Since at least the time of Plato, political scientists and philosophers have been concerned about what citizens and rulers should know if they are to be governed-and govern-well. Moreover, the increasing complexity of modern societies has revivified thinking about and around the critical concept of political knowledge. Vital questions arise, such as:
does effective democracy demand an informed electorate?
is such an aspiration realistic, given the size and reach of modern governments?
how can electorates compensate for their ignorance, given the vast amount of information that might be necessary to make sound political judgements?
or is such ignorance 'rational'?
This new collection from Routledge brings together canonical and cutting-edge research to interrogate these and other issues. Edited by leading scholars, Political Knowledge assembles in four volumes the best and most important scholarship, from the ancients to the work of the deliberative democrats. The collection also gathers the key survey research, from the Columbia and Michigan schools down to the present. Further, it makes sense of the main lines of normative debate about these findings, and addresses the various causal and theoretical understandings of political knowledge and ignorance, while illuminating directions for future research.

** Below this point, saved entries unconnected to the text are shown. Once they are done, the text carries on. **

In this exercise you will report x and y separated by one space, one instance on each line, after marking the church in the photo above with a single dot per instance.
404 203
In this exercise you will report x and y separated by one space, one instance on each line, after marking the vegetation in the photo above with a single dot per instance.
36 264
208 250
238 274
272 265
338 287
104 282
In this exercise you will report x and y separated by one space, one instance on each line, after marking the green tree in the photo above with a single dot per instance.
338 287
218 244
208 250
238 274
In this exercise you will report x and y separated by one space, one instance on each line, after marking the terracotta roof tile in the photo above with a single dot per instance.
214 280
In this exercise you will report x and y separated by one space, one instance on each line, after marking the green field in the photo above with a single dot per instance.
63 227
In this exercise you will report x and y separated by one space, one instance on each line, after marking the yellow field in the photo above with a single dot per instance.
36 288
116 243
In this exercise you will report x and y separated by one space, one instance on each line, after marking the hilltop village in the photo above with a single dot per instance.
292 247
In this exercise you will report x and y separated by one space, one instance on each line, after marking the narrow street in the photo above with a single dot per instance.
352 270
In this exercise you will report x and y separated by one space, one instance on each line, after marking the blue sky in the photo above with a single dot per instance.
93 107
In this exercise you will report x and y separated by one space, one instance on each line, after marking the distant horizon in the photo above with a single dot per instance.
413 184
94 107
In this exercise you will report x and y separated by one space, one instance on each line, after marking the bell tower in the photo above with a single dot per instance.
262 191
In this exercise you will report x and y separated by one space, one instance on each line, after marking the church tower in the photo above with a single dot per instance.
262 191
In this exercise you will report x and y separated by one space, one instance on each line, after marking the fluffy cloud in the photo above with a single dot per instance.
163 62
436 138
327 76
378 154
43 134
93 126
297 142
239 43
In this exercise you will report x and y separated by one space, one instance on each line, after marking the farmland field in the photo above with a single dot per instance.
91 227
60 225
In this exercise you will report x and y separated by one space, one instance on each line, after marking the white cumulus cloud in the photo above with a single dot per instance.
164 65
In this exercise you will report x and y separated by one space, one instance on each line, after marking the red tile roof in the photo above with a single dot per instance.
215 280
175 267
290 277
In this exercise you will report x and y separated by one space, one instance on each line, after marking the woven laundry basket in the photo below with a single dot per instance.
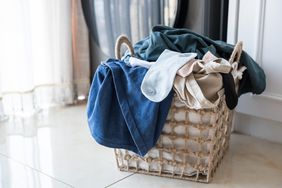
192 142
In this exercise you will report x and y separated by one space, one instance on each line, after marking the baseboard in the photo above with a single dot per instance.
258 127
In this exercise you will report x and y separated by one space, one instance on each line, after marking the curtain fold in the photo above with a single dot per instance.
44 59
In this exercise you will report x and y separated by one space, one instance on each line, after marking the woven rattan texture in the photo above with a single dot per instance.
191 146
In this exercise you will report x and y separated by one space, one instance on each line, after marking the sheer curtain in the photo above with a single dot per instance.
43 55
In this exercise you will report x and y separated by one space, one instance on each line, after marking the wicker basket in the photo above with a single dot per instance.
192 142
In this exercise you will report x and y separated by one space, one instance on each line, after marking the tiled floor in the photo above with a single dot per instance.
55 149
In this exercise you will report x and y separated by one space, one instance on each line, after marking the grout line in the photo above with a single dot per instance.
39 171
120 180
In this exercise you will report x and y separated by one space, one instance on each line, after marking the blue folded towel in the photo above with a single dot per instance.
119 116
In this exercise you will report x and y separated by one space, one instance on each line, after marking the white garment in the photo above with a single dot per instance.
133 62
158 81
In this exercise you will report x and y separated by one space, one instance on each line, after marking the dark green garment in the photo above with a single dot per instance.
183 40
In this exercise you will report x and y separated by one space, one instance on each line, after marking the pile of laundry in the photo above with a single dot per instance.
129 99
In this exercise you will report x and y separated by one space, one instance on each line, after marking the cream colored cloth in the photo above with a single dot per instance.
198 83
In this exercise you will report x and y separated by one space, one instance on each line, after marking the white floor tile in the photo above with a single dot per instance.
15 175
60 145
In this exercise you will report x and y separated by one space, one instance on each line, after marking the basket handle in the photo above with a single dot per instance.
236 54
122 39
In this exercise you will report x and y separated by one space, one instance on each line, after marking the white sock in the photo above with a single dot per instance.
138 62
158 81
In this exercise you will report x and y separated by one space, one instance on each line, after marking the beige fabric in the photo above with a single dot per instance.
198 83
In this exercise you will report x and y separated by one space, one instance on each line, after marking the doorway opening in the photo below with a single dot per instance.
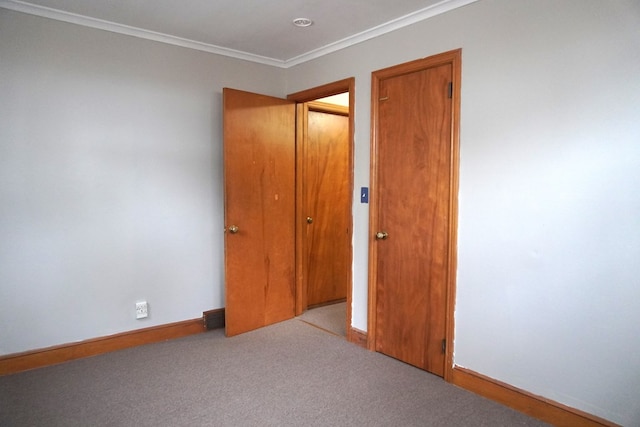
324 199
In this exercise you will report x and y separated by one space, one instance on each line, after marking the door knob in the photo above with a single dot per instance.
382 235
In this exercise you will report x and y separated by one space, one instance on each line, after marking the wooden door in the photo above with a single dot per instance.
259 186
412 228
326 203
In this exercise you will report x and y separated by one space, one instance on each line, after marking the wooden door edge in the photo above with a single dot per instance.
341 86
453 57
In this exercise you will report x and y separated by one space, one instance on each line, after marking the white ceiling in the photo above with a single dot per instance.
257 30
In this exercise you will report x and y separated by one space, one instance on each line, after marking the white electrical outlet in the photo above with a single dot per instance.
142 310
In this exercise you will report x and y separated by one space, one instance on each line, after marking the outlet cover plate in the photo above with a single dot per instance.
142 310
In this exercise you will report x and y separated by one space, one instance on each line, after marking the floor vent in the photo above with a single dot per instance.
213 319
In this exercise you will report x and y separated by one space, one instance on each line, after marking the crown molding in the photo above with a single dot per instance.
396 24
58 15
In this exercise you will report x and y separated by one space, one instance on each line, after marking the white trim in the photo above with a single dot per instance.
404 21
420 15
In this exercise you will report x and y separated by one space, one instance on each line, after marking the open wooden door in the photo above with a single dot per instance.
414 210
326 202
259 187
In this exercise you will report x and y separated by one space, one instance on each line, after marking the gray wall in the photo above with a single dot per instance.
111 182
549 223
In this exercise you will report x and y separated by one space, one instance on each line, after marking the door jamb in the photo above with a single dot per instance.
453 57
341 86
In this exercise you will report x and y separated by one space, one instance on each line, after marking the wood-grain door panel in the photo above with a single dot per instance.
259 184
326 204
413 158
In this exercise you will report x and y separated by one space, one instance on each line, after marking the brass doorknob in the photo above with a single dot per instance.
382 235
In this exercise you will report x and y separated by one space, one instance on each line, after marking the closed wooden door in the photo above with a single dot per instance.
412 225
326 203
259 186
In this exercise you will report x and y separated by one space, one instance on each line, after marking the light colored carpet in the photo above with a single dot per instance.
331 318
288 374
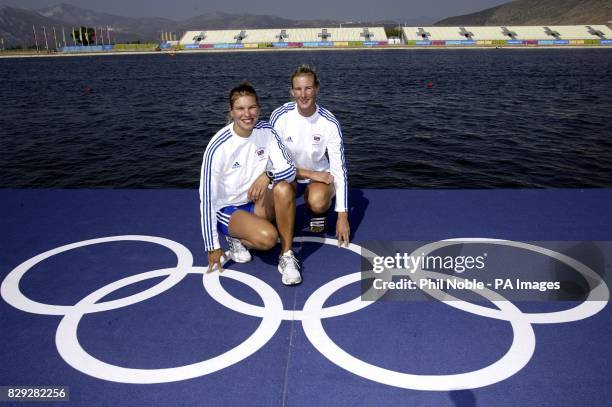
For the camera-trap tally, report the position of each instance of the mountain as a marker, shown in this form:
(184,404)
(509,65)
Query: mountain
(124,28)
(538,12)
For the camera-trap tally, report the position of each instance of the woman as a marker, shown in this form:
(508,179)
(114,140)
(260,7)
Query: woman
(245,183)
(314,137)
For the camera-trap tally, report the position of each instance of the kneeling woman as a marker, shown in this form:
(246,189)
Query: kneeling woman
(240,163)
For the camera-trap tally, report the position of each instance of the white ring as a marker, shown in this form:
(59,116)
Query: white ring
(586,309)
(519,354)
(72,352)
(12,294)
(215,289)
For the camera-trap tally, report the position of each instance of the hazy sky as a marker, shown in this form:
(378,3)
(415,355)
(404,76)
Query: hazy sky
(363,10)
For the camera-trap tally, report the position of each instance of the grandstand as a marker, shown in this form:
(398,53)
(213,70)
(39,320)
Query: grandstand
(513,34)
(411,36)
(290,36)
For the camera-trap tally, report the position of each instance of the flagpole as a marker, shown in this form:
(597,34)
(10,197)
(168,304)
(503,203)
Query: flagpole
(35,39)
(45,34)
(55,37)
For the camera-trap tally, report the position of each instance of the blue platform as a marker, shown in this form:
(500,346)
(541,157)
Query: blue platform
(162,339)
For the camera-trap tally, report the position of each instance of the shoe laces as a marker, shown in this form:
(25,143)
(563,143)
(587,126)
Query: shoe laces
(289,257)
(235,244)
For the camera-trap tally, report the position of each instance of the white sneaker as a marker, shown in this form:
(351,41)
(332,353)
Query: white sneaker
(289,268)
(317,224)
(238,252)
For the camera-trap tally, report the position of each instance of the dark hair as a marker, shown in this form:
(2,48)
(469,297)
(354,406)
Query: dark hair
(305,69)
(243,89)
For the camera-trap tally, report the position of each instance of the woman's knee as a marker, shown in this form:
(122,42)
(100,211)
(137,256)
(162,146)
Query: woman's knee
(318,203)
(265,238)
(283,191)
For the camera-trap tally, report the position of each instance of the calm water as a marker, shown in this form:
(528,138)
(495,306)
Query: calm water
(489,119)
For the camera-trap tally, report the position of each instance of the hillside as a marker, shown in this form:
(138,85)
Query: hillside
(538,12)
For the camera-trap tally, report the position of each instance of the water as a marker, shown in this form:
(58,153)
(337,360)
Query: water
(411,119)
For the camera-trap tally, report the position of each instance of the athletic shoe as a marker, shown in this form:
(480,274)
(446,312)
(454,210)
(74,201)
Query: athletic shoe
(317,224)
(238,252)
(289,268)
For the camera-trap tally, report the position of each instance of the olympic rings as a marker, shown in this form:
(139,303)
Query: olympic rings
(71,351)
(519,354)
(587,308)
(273,313)
(215,289)
(12,294)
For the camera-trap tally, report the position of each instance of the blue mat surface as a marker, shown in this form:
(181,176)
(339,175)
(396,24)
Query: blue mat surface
(105,294)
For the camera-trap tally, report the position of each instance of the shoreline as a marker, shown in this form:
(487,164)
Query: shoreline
(8,54)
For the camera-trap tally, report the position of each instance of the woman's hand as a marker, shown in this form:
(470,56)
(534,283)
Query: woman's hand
(343,230)
(257,191)
(214,259)
(321,176)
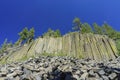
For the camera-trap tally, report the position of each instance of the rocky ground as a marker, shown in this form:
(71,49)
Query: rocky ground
(61,68)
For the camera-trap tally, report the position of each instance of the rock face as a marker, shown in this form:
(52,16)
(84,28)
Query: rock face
(61,68)
(96,47)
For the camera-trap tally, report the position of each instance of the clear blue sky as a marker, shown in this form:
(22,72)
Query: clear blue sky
(57,14)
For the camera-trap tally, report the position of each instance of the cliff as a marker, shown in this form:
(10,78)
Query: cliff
(93,46)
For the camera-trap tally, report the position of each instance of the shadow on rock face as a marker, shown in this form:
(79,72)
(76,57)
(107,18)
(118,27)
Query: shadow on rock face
(65,76)
(59,75)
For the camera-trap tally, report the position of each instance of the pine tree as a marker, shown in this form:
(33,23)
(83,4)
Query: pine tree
(77,24)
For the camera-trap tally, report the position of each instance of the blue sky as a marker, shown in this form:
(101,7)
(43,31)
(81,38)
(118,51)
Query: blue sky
(56,14)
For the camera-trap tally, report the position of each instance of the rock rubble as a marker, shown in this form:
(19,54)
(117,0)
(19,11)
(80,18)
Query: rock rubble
(61,68)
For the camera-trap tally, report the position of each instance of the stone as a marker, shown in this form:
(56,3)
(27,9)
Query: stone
(12,74)
(84,76)
(112,76)
(91,73)
(101,72)
(105,77)
(3,74)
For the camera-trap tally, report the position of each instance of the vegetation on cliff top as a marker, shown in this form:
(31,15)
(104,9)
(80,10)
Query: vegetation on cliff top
(27,36)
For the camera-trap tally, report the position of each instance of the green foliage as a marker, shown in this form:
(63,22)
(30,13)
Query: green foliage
(31,35)
(108,30)
(97,29)
(118,45)
(77,24)
(86,28)
(26,35)
(52,33)
(5,46)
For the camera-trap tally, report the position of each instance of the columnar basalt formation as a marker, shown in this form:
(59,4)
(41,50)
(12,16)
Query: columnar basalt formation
(93,46)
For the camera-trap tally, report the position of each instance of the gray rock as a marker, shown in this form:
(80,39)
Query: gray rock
(101,72)
(91,73)
(105,77)
(112,76)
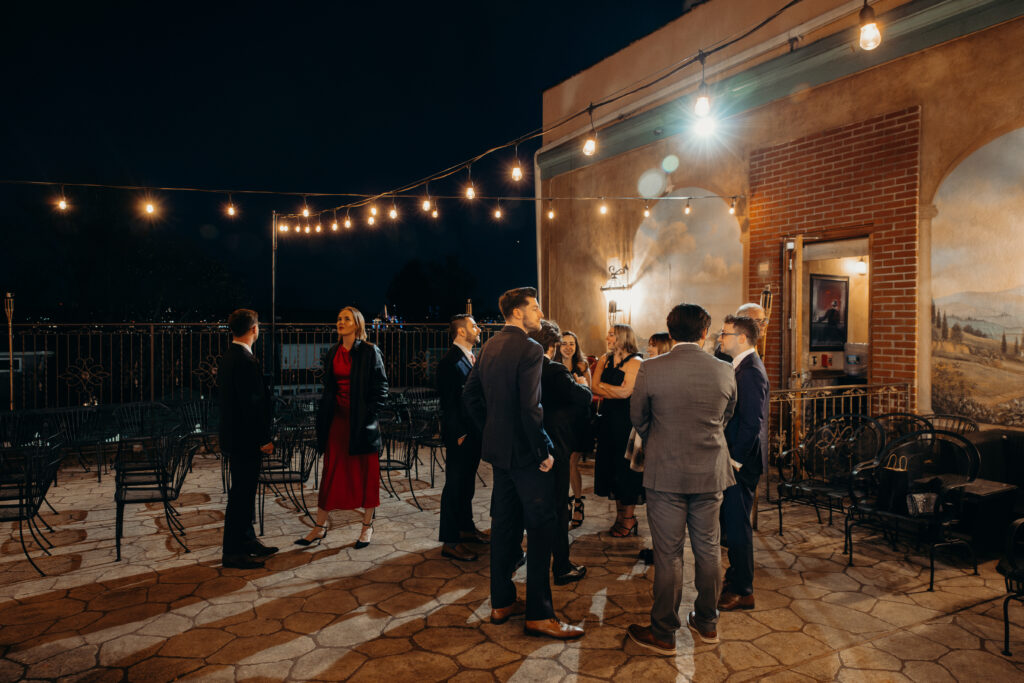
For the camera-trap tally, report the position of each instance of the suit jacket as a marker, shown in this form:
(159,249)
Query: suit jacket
(503,398)
(245,402)
(563,399)
(680,404)
(743,431)
(452,373)
(368,395)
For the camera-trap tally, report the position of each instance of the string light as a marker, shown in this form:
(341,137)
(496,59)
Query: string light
(870,37)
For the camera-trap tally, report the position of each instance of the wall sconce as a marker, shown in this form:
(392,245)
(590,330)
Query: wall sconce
(616,294)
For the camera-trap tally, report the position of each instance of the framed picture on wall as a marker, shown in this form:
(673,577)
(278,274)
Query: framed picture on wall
(829,308)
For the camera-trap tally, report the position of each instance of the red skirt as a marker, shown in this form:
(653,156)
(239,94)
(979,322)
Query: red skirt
(349,481)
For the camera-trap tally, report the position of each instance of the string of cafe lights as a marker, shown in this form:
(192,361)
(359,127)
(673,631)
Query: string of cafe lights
(869,38)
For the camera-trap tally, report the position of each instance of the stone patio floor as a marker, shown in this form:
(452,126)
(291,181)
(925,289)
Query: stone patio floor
(397,611)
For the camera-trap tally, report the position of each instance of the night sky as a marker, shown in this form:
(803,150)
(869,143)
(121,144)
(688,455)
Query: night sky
(308,97)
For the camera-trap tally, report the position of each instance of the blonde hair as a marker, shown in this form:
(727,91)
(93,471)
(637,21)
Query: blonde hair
(626,339)
(360,323)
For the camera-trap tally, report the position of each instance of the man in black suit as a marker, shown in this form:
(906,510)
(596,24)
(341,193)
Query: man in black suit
(503,398)
(462,443)
(742,433)
(245,435)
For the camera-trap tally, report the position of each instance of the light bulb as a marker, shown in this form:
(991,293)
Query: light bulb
(870,37)
(702,107)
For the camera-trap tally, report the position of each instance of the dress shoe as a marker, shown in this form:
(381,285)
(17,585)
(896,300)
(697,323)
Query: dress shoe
(502,614)
(552,628)
(643,637)
(730,601)
(476,536)
(576,572)
(241,562)
(705,636)
(457,551)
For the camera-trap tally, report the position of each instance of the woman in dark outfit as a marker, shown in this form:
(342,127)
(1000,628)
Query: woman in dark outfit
(354,389)
(613,380)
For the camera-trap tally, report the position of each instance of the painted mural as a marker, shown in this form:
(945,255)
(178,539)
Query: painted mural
(978,286)
(696,258)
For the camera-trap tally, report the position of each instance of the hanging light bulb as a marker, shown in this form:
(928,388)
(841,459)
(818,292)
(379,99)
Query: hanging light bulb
(870,37)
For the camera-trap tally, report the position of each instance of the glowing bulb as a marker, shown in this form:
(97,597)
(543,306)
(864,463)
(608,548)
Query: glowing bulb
(870,37)
(702,107)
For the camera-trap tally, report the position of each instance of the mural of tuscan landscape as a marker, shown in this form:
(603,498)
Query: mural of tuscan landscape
(978,286)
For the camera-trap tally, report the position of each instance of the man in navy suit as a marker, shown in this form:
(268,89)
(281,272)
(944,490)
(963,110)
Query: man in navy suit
(503,398)
(742,433)
(462,443)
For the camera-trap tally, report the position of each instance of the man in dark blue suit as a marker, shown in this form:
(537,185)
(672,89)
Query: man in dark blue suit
(742,433)
(462,443)
(503,398)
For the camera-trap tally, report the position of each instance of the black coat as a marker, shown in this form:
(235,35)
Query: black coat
(369,394)
(245,402)
(452,373)
(564,400)
(503,398)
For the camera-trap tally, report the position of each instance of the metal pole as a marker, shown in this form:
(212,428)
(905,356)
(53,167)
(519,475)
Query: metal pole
(273,300)
(8,306)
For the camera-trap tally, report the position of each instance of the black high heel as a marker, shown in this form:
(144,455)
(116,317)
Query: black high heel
(315,542)
(364,544)
(578,507)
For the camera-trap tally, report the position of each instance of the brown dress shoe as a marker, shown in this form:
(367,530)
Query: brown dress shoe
(502,614)
(457,551)
(643,637)
(552,628)
(730,601)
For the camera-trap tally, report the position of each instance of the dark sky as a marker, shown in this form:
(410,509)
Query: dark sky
(310,97)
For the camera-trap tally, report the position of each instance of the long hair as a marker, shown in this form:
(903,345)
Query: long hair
(626,339)
(360,323)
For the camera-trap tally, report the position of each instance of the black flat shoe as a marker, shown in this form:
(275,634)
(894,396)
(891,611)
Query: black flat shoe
(576,573)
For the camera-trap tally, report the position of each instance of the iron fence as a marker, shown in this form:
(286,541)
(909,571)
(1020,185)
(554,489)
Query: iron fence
(56,366)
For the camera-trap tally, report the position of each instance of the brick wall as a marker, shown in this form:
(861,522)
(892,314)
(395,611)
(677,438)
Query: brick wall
(861,177)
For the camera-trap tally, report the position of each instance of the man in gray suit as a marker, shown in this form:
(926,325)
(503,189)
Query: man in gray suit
(680,406)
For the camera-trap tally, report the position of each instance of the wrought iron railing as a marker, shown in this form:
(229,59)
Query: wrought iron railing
(76,365)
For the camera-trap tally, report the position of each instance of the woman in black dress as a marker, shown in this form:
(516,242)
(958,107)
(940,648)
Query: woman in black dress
(613,379)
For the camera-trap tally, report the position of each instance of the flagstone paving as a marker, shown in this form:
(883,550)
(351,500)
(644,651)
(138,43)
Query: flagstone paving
(398,611)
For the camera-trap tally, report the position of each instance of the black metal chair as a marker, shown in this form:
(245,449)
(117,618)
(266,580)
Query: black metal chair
(287,470)
(26,475)
(1012,568)
(153,469)
(817,472)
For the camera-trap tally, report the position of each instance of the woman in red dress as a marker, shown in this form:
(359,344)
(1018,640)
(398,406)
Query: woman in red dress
(354,389)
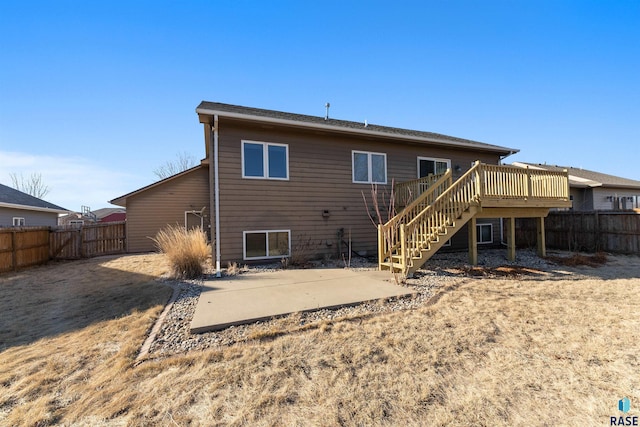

With a full index, together with a comprehensive introduction, newly written by the editors, which places the collected material in its historical and intellectual context, Political Knowledge is an essential work of reference. The collection will be particularly useful as an essential database allowing scattered and often fugitive material from less accessible books and specialized journals to be easily located. It will also be welcomed as a crucial tool permitting rapid access to less familiar-and sometimes overlooked-texts. For researchers, students, and policymakers, it is a vital one-stop research and pedagogic resource.